The photograph above of Spiderman’s Aunt’s place left a bit of room for painting imagination….
Mine Brook (above) is a brook that runs parallel (for a while) with the street I live on (today), and flows into the North Branch of the Raritan River. Attempting to re-create a place that is local is always more special than doing a scene that I have traveled to once (or twice), especially, if I don’t consider that landscape “home”. For instance, looking at a painting of a desert may not resonate with me the way it would with a resident of a desert landscape. I’m accustomed to hardwood trees like oak, maple, and hickory; rivers, streams, and slight rocky elevations (Piedmont); fields, swamps, and marshes in the lowlands. These types of landscape characteristics have engrained themselves in me as signs of home. This is not to say that people can’t find a new home in a new landscape. The painting of Mine Brook is embellished, of course, as it is the artist’s responsibility. In reality, the brook is more like a tiny trickle, which gives the impression that it will dry up by next morning. Yet, it continues to trickle on and after a good rain the brook comes alive with a strong steady flow once again…
The early morning sun lit up the old building across the street from where I was pushing snow off my car. I’m not sure what this building was originally built for; a courthouse perhaps? Today, it has been converted into a dance studio. I always admire the architecture of this building, as I pass by. In fact, I admire most structures that aren’t built in “modern style”. When I think of modern style construction I think of people building things in the fastest and cheapest way possible. Many of these modern structures lack character and creativity, so it’s refreshing to see something charming and unique once in a while. I chopped off the left side of this painting, as a result of an unsuccessful attempt to salvage a truly horribly painted tree. Perhaps I’ll try this one again some other time…

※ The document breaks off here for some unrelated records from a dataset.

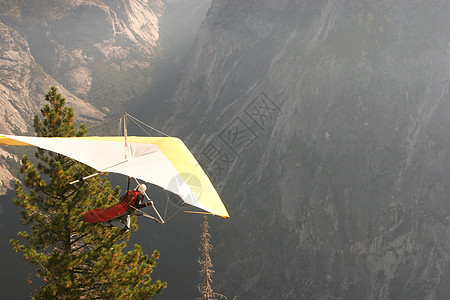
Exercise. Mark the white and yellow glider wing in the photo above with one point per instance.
(163, 161)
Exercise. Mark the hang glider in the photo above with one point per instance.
(163, 161)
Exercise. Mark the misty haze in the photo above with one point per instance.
(323, 125)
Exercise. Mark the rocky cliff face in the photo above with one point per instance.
(325, 125)
(98, 54)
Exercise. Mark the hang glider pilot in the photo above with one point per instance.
(119, 214)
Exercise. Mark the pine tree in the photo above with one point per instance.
(76, 260)
(205, 262)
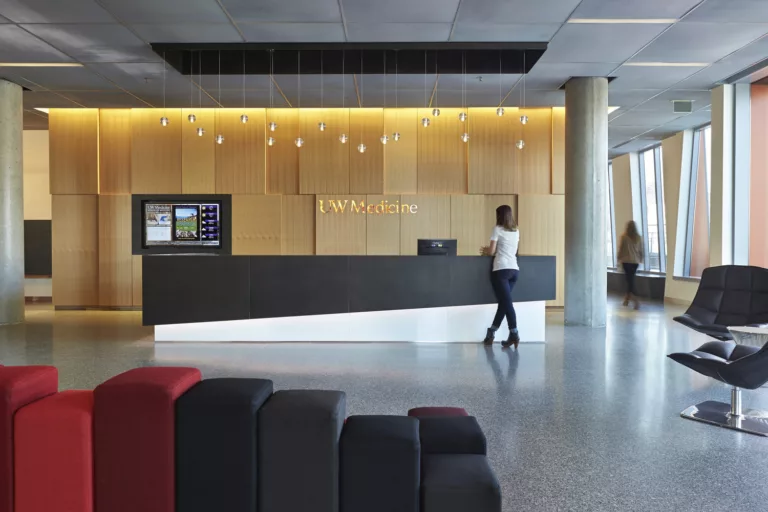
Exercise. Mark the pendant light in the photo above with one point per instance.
(343, 138)
(500, 110)
(361, 147)
(299, 141)
(425, 119)
(164, 120)
(396, 135)
(272, 125)
(244, 117)
(463, 114)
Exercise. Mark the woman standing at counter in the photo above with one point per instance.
(503, 247)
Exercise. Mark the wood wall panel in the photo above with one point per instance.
(75, 246)
(115, 151)
(297, 235)
(74, 150)
(542, 233)
(467, 222)
(493, 166)
(401, 157)
(366, 170)
(198, 155)
(155, 151)
(536, 157)
(442, 156)
(324, 161)
(137, 284)
(115, 260)
(256, 224)
(340, 232)
(383, 230)
(432, 220)
(241, 159)
(558, 150)
(283, 156)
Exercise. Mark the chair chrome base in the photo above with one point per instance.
(719, 414)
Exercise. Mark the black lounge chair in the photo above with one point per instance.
(740, 366)
(729, 295)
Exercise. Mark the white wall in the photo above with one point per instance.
(37, 192)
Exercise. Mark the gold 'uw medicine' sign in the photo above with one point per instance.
(352, 206)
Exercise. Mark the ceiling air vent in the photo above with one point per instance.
(682, 106)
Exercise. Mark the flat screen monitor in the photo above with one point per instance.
(436, 247)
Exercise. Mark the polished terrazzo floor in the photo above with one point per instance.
(588, 421)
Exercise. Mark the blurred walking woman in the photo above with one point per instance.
(630, 256)
(503, 247)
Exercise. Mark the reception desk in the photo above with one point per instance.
(336, 298)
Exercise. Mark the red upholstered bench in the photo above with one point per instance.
(54, 453)
(19, 386)
(425, 412)
(134, 421)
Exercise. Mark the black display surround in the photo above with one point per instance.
(138, 246)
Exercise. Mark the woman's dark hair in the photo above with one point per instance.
(505, 219)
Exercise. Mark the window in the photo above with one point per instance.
(652, 210)
(610, 248)
(697, 229)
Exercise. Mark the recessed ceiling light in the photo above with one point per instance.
(668, 64)
(40, 65)
(663, 21)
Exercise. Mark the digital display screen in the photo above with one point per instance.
(182, 224)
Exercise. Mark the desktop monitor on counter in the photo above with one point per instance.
(436, 247)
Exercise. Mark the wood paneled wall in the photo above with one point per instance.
(100, 158)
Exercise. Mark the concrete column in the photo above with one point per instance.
(586, 170)
(11, 205)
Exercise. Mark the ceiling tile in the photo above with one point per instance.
(530, 32)
(746, 11)
(599, 42)
(185, 32)
(166, 11)
(53, 11)
(630, 9)
(631, 77)
(516, 11)
(289, 11)
(292, 32)
(398, 32)
(552, 76)
(17, 45)
(400, 11)
(95, 42)
(683, 42)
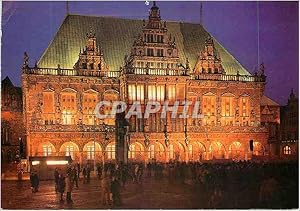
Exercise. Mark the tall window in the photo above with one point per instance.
(190, 149)
(160, 90)
(68, 108)
(171, 92)
(88, 107)
(151, 152)
(160, 52)
(150, 52)
(69, 151)
(151, 92)
(131, 153)
(287, 150)
(47, 150)
(136, 93)
(171, 151)
(209, 109)
(244, 106)
(111, 151)
(90, 152)
(227, 111)
(48, 108)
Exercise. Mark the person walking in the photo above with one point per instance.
(69, 188)
(61, 186)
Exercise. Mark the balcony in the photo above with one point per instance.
(71, 72)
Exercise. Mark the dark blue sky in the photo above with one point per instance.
(30, 26)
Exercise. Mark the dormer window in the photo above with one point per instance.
(150, 52)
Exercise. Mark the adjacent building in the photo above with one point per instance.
(289, 117)
(101, 58)
(12, 125)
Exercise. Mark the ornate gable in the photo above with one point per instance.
(91, 58)
(209, 61)
(154, 51)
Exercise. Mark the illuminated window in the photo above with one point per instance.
(227, 106)
(89, 102)
(171, 92)
(90, 152)
(48, 108)
(190, 148)
(131, 154)
(287, 150)
(111, 151)
(244, 106)
(68, 108)
(69, 151)
(171, 151)
(160, 90)
(151, 152)
(151, 92)
(47, 150)
(209, 109)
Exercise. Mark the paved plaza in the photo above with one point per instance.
(152, 193)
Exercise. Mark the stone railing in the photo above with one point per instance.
(71, 72)
(73, 128)
(155, 71)
(232, 129)
(221, 77)
(182, 72)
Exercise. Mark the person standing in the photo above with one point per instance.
(115, 190)
(84, 172)
(56, 177)
(69, 188)
(61, 186)
(74, 176)
(88, 174)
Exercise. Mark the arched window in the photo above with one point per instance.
(287, 150)
(111, 151)
(47, 150)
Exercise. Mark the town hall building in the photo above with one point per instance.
(92, 59)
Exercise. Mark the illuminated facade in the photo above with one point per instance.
(163, 61)
(289, 147)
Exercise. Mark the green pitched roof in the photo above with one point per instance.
(115, 36)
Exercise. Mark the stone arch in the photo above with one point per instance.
(136, 151)
(110, 151)
(92, 150)
(176, 151)
(236, 151)
(227, 94)
(156, 151)
(45, 149)
(217, 150)
(69, 89)
(196, 151)
(110, 95)
(70, 148)
(258, 148)
(287, 150)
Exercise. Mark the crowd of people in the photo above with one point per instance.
(243, 184)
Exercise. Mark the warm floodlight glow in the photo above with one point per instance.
(34, 163)
(57, 162)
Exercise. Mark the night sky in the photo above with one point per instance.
(30, 26)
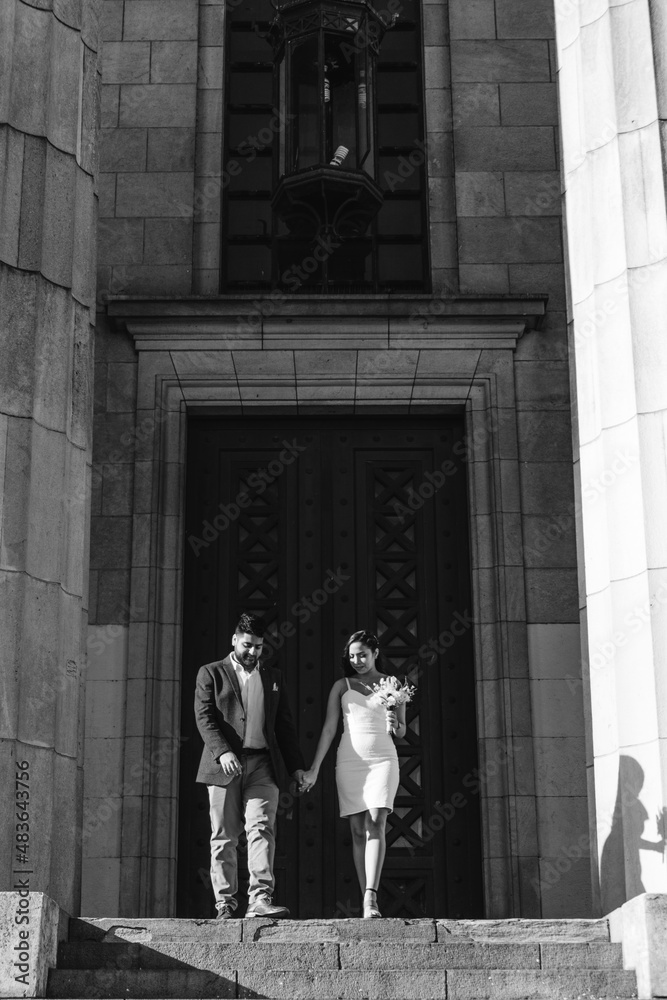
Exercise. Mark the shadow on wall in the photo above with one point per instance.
(620, 865)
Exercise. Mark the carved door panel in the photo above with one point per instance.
(327, 526)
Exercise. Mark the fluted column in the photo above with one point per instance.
(611, 81)
(48, 128)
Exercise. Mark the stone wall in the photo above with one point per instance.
(48, 144)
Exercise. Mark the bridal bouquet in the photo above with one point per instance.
(390, 692)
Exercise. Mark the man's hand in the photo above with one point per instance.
(229, 763)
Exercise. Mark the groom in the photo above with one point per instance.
(244, 719)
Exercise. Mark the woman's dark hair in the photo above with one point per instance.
(369, 639)
(250, 624)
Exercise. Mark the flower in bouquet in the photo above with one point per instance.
(390, 692)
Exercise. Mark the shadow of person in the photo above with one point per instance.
(620, 863)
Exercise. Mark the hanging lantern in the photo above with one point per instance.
(326, 53)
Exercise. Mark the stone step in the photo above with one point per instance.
(401, 984)
(300, 931)
(271, 955)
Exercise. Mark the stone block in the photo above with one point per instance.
(110, 542)
(472, 18)
(157, 105)
(529, 103)
(500, 61)
(111, 20)
(169, 241)
(113, 596)
(479, 193)
(552, 595)
(171, 149)
(210, 72)
(100, 886)
(123, 149)
(174, 62)
(436, 27)
(535, 278)
(475, 105)
(126, 62)
(505, 149)
(533, 193)
(560, 768)
(496, 241)
(543, 386)
(525, 18)
(154, 195)
(105, 709)
(443, 244)
(120, 241)
(107, 195)
(438, 111)
(544, 436)
(209, 110)
(484, 278)
(157, 20)
(211, 25)
(162, 279)
(109, 105)
(436, 67)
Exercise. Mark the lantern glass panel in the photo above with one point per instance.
(304, 105)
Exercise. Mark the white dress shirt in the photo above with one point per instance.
(252, 698)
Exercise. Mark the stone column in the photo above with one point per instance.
(48, 125)
(609, 54)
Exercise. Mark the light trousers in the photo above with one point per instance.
(250, 801)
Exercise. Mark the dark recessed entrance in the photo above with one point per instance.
(326, 526)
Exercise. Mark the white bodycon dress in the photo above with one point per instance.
(366, 762)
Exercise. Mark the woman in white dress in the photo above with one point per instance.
(366, 763)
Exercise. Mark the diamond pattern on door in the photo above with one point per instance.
(345, 509)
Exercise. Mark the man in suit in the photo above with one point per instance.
(244, 719)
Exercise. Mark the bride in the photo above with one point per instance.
(366, 762)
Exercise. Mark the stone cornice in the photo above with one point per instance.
(280, 321)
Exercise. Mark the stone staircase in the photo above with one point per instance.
(385, 959)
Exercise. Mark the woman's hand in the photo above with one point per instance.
(308, 779)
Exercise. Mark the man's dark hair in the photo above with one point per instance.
(250, 624)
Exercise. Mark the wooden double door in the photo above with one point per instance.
(325, 526)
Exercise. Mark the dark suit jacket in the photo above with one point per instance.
(221, 719)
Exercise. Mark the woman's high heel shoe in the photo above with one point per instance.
(370, 904)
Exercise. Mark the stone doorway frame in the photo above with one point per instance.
(192, 364)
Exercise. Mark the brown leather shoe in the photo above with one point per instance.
(265, 908)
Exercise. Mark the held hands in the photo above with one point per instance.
(230, 764)
(308, 779)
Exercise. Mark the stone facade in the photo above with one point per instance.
(48, 199)
(546, 420)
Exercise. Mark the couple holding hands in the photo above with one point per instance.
(243, 716)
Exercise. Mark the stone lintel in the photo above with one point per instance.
(312, 322)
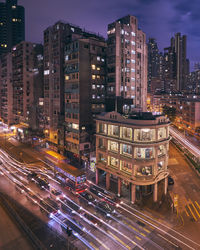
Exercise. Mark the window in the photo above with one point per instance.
(102, 143)
(46, 72)
(113, 162)
(126, 150)
(144, 170)
(126, 133)
(113, 146)
(126, 167)
(102, 128)
(161, 150)
(102, 158)
(144, 153)
(144, 134)
(162, 133)
(113, 130)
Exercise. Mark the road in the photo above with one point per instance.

The Wick house is a simple old farm house, but I can’t seem to just walk past it without staring at it for half an hour. During the revolutionary war, the continental army used this place as a campground during the coldest winters on record. I usually visit the Wick farm in the winter when it’s easier to imagine the cold and hunger that these soldiers endured. The image above is a painting of the Wick farm in late fall on a cold foggy day. The woods surrounding the farm always give off an eerie vibe as if the presence of the men that served in the war is still there.